Olivier Palmieri spent his childhood dreaming of flying. And now Palmieri, game director for Ubisoft's Eagle Flight, spends hours at a time living out that childhood dream, soaring over the streets of an abandoned Paris as an eagle.
Eagle Flight is Ubisoft's major launch title for the Oculus Rift. It's an experience that lets you soar along the streets of a Paris long ago lost to humanity, zipping through arches, around trees and over peaked chapel rooftops.
But the game, first introduced as a demo last year, isn't just about aimlessly exploring the empty town. There are also challenge modes that have you taking out enemy eagles with a shriek or zipping through floating hoops for a low time and high score.
Most engaging, though, is the added element of competition found in the game's three-versus-three take on capture the flag that has eagles fighting eagles in an attempt to deliver a bit of dead meat to a nest.
Despite the high speeds and sharp turns, the game seems completely free of the issues that can cause motion sickness. The result is an incredibly fast battle of interweaving flight, eagle trying to outfly eagle as opposing teams work to bring the kill home.
My time with the game left me wanting to play more and to learn the more advanced moves that let players layer controller input on top of the game's basic motion and gaze tracking. In the simplest form, the game has players using their gaze to guide the eagle through incredibly precise moves and turns, while the controller is used for increasing or decreasing speed and triggering the shriek attack.
The shriek attack sends a sonic wave out of your eagle, instantly killing any eagle in its path until it fades away.

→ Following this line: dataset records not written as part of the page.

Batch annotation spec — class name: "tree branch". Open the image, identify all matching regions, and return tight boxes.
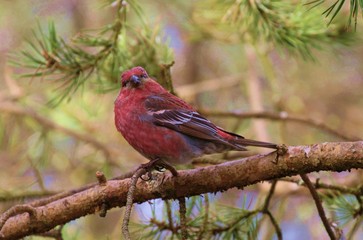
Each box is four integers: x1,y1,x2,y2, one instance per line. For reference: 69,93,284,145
0,141,363,239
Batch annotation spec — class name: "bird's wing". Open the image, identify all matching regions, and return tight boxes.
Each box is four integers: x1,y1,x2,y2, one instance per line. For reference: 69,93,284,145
145,96,243,145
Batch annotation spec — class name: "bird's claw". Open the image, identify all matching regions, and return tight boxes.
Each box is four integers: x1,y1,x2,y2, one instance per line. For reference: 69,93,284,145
139,159,178,181
273,144,288,164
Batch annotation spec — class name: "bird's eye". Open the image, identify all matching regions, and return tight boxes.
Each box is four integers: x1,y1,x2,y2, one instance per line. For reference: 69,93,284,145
122,81,130,87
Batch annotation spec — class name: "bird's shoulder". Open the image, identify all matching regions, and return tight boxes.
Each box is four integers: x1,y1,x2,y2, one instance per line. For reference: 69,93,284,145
145,92,196,112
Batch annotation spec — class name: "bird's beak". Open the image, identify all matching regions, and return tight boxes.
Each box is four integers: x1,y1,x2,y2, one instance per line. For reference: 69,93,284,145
130,75,141,87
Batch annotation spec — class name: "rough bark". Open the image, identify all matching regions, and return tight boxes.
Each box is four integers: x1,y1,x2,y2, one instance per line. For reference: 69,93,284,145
0,141,363,239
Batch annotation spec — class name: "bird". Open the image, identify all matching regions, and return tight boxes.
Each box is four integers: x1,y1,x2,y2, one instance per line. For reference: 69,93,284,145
114,66,278,169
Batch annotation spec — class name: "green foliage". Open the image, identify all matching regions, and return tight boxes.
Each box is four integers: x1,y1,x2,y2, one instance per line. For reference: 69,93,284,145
132,194,259,239
196,0,349,59
12,0,173,104
306,0,363,28
323,194,363,225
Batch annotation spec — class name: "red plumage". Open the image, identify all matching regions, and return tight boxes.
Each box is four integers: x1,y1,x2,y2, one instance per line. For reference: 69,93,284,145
114,67,277,164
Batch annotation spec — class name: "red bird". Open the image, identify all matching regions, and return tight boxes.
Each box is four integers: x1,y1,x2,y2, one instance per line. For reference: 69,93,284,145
114,67,277,164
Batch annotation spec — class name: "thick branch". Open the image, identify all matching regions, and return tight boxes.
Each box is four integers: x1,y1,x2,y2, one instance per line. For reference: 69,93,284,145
0,141,363,239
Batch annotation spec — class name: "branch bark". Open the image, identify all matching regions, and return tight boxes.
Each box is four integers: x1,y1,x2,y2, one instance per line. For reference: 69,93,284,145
0,141,363,239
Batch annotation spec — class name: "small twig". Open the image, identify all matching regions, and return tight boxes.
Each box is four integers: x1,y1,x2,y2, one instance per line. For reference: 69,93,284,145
198,193,209,240
0,205,36,232
347,216,363,240
262,180,278,211
264,210,282,240
261,180,282,240
280,178,362,196
165,200,174,233
122,167,146,240
300,174,336,240
178,197,188,240
96,171,107,186
27,157,47,191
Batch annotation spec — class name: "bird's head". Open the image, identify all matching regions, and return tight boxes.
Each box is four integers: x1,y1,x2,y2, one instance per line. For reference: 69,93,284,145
121,67,149,89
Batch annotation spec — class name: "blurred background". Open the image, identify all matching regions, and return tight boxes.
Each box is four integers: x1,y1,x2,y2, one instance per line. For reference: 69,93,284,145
0,0,363,239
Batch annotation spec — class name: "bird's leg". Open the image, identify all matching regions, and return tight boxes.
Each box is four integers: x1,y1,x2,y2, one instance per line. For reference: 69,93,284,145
273,144,288,164
139,158,178,181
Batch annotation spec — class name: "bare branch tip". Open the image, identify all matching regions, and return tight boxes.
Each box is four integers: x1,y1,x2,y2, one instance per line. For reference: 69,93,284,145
96,171,107,186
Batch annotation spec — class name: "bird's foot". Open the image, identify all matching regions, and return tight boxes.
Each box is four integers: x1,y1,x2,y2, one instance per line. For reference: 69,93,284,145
139,158,178,181
273,144,288,164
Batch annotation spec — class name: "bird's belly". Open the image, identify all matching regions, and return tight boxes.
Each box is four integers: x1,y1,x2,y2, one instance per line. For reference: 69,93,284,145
116,112,203,164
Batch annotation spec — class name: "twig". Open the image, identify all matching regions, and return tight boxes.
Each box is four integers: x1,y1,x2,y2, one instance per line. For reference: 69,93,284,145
122,168,146,240
300,174,336,240
261,180,282,240
178,197,188,240
0,205,36,232
198,193,209,240
199,110,361,141
96,171,107,186
264,210,282,240
347,216,363,240
165,200,175,233
262,180,277,211
0,141,363,239
280,178,363,196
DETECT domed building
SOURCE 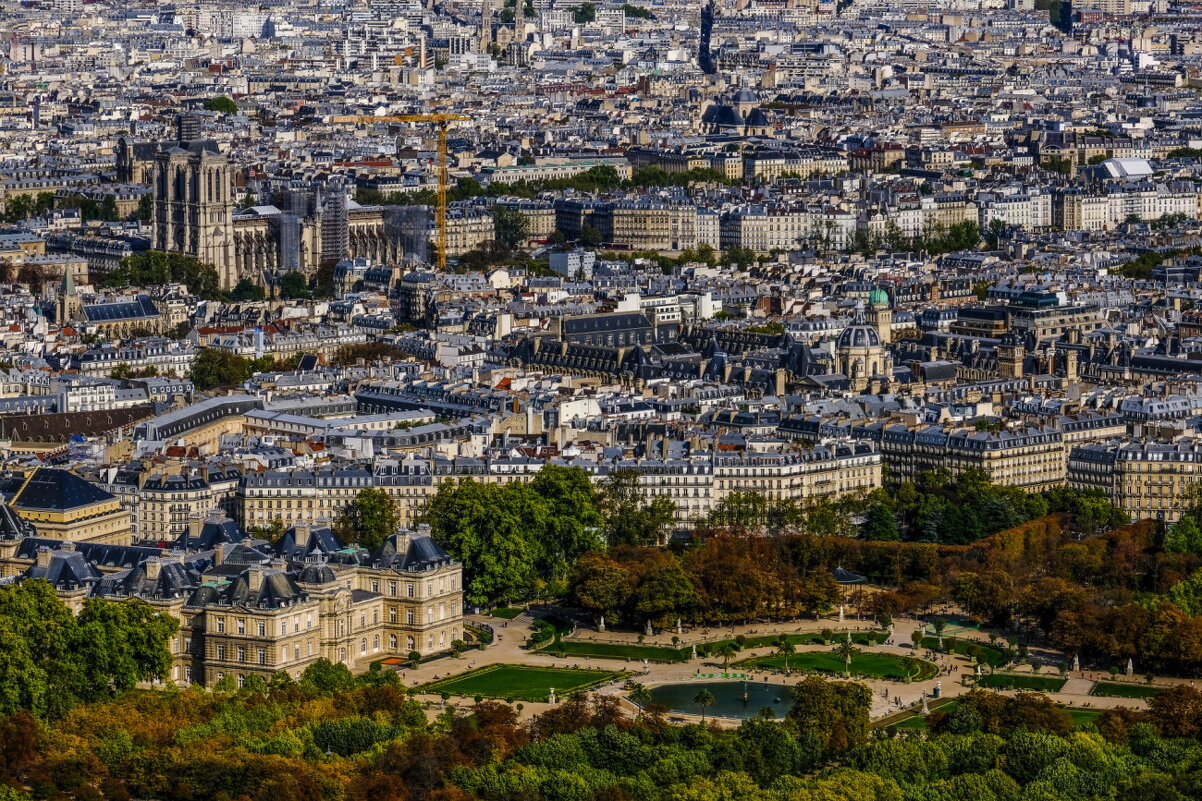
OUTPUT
[701,88,772,136]
[867,286,893,345]
[834,313,893,392]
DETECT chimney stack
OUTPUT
[246,564,263,593]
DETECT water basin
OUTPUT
[650,681,793,720]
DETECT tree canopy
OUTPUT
[0,580,178,717]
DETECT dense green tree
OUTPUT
[861,503,902,540]
[422,479,548,606]
[105,250,222,299]
[571,552,635,625]
[230,278,266,301]
[204,96,238,114]
[280,269,313,299]
[601,468,676,546]
[0,580,177,717]
[337,487,400,551]
[786,676,873,754]
[188,348,255,391]
[530,464,605,580]
[493,206,530,250]
[76,599,179,699]
[572,2,597,25]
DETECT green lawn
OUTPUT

Hitting an opponent eagle, though, is a lot harder then it sounds, because of the precise head-tracking movements.
Eagle Flight's evolution from demo to full-blown game started about two years ago when Ubisoft began to study how to make the most of VR.
"Sometimes VR has a motion issue," Palmieri said. "We wanted to find a solution so that a game can have motion and still make people comfortable."
The team also wanted to make sure the game was very accessible and very precise in its movement controls.
They selected a game centered on controlling an eagle in flight because, when stripped of competition, it can be an easy, even relaxing way to explore VR and its controls, simply using where a player is looking and where their head is pointed to guide the eagle's path.
"It's more concise than any joystick and keyboard," Palmieri said. "Everything is happening in your head. You don't need to have an interface that uses your hand to have something that feels very natural, very precise."
Once the team landed on using head tracking to control the bird, they had to start working on how to prevent players from becoming motion sick while zipping around the skies of Paris.
Through plenty of scientific research and failures, the team eventually came up with a solution that nearly completely removed motion sickness.
"It was a combination of techniques," Palmieri said. "There's the beak you can see on the screen, we reduce the peripheral vision dynamically."
The end result is a game that can deliver fast gameplay without getting people sick. Oculus thinks the solution is so slick that during this week's big launch event, they kept bringing other developers over to check out the game and see how the issues were tackled.
"This is one of the most comfortable VR games for motion," Palmieri said.
Note: Eagle Flight will also be coming to PlayStation VR and the HTC Vive.